Democrats rushed into this. It took the Republicans about eight months between the time they issued a subpoena to Obama Attorney General Eric Holder for information on the Fast and Furious program and when they actually voted to hold him in contempt of Congress. The Democrats went from subpoena to contempt in roughly three weeks.

And it’s not as if the decision to hold Barr in contempt is going to have any positive effect. The whole thing now gets frozen and sent into the court system for months or years. Holder served for three more years as attorney general after Republicans held him in contempt, without any practical change in his status.

This constitutional crisis is just for show. Partly the Democrats want the show because it just feels good to bash the administration. “This has had a cathartic effect on the Democrats because we have finally been able to find a way to fight back at the obstructionism,” Representative Jamie Raskin told my Times colleague Sheryl Gay Stolberg.
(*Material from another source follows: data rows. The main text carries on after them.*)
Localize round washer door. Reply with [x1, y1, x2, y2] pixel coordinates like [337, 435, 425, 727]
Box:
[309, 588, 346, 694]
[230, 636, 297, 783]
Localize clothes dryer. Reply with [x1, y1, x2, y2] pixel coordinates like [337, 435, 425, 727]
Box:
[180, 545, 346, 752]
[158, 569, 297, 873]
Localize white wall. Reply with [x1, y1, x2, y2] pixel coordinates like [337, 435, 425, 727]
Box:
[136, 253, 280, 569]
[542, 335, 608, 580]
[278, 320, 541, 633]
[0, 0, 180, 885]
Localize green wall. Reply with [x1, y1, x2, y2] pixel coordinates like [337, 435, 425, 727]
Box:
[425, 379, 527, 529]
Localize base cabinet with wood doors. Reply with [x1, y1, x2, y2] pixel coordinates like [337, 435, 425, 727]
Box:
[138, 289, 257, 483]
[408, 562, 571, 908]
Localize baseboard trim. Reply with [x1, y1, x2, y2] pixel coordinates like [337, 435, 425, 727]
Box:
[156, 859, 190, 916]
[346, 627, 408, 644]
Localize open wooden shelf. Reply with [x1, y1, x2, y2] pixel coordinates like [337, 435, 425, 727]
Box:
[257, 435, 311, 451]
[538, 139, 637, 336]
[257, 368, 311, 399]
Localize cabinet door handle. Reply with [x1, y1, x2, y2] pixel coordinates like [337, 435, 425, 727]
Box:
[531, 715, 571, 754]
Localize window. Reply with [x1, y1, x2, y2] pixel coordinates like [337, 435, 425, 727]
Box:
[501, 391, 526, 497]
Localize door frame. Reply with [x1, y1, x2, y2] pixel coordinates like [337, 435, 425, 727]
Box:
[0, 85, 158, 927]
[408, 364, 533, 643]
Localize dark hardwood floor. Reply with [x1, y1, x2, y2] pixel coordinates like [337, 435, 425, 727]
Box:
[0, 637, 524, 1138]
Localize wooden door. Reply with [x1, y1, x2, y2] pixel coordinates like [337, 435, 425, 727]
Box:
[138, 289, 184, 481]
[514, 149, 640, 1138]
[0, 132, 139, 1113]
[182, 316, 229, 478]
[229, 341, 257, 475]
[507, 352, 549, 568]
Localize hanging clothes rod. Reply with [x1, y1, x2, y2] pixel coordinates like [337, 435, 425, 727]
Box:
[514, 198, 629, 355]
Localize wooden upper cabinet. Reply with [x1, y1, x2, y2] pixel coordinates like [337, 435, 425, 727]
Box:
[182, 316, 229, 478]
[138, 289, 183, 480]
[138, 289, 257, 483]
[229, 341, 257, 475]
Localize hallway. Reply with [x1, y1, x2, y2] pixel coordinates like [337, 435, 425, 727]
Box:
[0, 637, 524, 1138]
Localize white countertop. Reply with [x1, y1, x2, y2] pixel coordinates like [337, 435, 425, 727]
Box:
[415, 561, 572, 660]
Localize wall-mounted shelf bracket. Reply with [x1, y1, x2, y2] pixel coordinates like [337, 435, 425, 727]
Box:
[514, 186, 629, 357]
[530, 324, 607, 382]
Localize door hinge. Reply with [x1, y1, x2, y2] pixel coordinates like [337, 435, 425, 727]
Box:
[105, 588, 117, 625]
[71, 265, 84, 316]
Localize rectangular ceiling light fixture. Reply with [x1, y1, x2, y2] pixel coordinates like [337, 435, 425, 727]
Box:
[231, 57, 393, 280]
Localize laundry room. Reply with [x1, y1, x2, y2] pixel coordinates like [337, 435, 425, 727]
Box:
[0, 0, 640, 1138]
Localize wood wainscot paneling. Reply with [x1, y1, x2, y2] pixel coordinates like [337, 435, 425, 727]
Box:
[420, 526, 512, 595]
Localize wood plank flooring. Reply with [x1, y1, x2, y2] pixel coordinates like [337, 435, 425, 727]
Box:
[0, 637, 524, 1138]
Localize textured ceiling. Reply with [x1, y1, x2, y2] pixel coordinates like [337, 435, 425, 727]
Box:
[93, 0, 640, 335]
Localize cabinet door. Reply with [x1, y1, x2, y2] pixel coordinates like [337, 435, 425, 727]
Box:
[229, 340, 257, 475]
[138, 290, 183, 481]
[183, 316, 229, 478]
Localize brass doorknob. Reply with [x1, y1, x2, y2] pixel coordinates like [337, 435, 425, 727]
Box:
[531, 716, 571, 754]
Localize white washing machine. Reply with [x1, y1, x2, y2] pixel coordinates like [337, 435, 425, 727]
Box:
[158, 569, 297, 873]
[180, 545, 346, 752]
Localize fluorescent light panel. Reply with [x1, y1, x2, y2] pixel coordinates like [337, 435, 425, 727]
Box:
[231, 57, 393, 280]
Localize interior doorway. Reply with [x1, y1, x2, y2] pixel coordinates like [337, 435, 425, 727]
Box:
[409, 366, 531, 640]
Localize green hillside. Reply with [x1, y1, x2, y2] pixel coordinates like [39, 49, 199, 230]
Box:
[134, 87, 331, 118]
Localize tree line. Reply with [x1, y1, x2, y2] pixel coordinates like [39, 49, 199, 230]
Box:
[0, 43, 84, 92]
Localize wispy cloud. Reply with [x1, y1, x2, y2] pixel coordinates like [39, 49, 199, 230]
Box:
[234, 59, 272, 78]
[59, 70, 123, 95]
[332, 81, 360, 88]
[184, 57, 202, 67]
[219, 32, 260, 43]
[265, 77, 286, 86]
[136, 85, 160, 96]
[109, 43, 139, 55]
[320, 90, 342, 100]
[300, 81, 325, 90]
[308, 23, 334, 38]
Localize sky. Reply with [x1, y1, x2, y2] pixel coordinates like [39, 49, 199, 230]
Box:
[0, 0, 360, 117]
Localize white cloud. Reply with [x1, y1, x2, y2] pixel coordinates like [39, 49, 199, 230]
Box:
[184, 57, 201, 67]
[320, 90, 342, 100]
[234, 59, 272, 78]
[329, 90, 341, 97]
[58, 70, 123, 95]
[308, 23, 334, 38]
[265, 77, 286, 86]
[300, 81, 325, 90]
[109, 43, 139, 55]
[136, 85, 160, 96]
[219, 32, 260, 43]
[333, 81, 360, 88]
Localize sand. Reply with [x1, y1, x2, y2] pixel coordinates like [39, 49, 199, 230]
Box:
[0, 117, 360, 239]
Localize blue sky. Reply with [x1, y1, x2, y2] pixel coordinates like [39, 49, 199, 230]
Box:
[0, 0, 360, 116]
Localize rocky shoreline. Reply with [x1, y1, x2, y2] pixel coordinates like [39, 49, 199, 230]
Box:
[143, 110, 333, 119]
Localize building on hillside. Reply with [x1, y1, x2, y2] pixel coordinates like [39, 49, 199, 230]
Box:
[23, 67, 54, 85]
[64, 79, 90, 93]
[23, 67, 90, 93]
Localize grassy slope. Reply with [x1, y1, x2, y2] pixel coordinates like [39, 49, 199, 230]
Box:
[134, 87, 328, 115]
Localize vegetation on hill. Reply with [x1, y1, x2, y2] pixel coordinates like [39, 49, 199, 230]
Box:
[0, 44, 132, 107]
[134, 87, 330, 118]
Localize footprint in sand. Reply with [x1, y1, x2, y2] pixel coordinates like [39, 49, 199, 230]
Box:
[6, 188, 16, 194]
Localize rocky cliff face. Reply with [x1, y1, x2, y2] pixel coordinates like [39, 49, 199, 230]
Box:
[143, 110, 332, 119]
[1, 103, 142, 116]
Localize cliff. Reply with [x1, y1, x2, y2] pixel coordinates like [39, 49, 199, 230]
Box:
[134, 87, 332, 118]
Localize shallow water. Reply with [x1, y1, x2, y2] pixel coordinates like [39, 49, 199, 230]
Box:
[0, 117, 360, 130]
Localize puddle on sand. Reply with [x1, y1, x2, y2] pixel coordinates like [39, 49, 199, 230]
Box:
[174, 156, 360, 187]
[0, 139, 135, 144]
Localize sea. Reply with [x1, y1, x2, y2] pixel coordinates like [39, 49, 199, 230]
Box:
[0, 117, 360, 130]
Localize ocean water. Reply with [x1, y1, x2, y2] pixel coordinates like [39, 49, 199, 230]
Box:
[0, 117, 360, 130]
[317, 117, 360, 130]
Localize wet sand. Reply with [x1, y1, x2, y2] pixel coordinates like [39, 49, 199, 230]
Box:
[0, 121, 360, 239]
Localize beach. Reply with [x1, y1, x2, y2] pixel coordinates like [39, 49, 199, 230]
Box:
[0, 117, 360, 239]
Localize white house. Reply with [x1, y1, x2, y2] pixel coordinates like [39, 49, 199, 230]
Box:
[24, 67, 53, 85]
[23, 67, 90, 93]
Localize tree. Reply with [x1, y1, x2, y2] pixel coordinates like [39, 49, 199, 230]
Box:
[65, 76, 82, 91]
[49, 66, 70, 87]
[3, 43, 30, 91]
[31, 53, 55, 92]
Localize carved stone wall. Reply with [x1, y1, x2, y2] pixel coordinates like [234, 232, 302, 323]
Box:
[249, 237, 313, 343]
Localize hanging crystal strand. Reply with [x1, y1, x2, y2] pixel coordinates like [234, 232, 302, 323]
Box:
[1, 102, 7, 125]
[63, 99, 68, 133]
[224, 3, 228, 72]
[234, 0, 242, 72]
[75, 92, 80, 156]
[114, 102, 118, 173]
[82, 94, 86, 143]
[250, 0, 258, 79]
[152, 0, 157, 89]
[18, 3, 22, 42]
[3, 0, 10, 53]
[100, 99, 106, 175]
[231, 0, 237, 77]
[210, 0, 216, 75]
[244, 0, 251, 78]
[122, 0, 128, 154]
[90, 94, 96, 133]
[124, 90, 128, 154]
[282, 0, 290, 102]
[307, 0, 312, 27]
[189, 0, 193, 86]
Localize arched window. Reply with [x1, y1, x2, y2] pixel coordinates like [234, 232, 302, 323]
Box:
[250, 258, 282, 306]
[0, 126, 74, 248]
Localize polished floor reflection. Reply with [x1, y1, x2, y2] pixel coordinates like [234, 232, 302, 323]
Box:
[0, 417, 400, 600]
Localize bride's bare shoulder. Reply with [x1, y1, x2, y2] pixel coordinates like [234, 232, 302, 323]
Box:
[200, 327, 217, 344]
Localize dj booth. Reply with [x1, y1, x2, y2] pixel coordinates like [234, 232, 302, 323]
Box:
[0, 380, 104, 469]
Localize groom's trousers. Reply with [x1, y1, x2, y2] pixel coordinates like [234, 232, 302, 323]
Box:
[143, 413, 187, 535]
Partly they are trying to appease the wing of the party that is calling for impeachment right away. The party leaders generally opposed impeachment for sensible reasons. It would be impossible to win a conviction in the Senate without some Republican cooperation and overwhelming popular support — which doesn’t exist. It’s much better for the Democrats if they focus media attention on their presidential candidates. A Trump vs. Nadler media war is exactly what Trump wants.

The problem with any policy of appeasement is that it rarely appeases; it only emboldens. And that’s what’s happening. You can feel the atmosphere in the Democratic Party changing, getting more passionate, getting more caught up in the back-and-forth combat with Trump, getting more whipped up into impeachment furor.

My advice to Democrats: If Robert Mueller isn’t blocked from testifying, hear what he has to say and then see where we are. But advice is rarely heeded when war fever is rising and the logic of events starts spinning out of control, when the self-disciplining mechanisms of checks and balances have been washed away in the fury of war. That’s when the real trouble starts.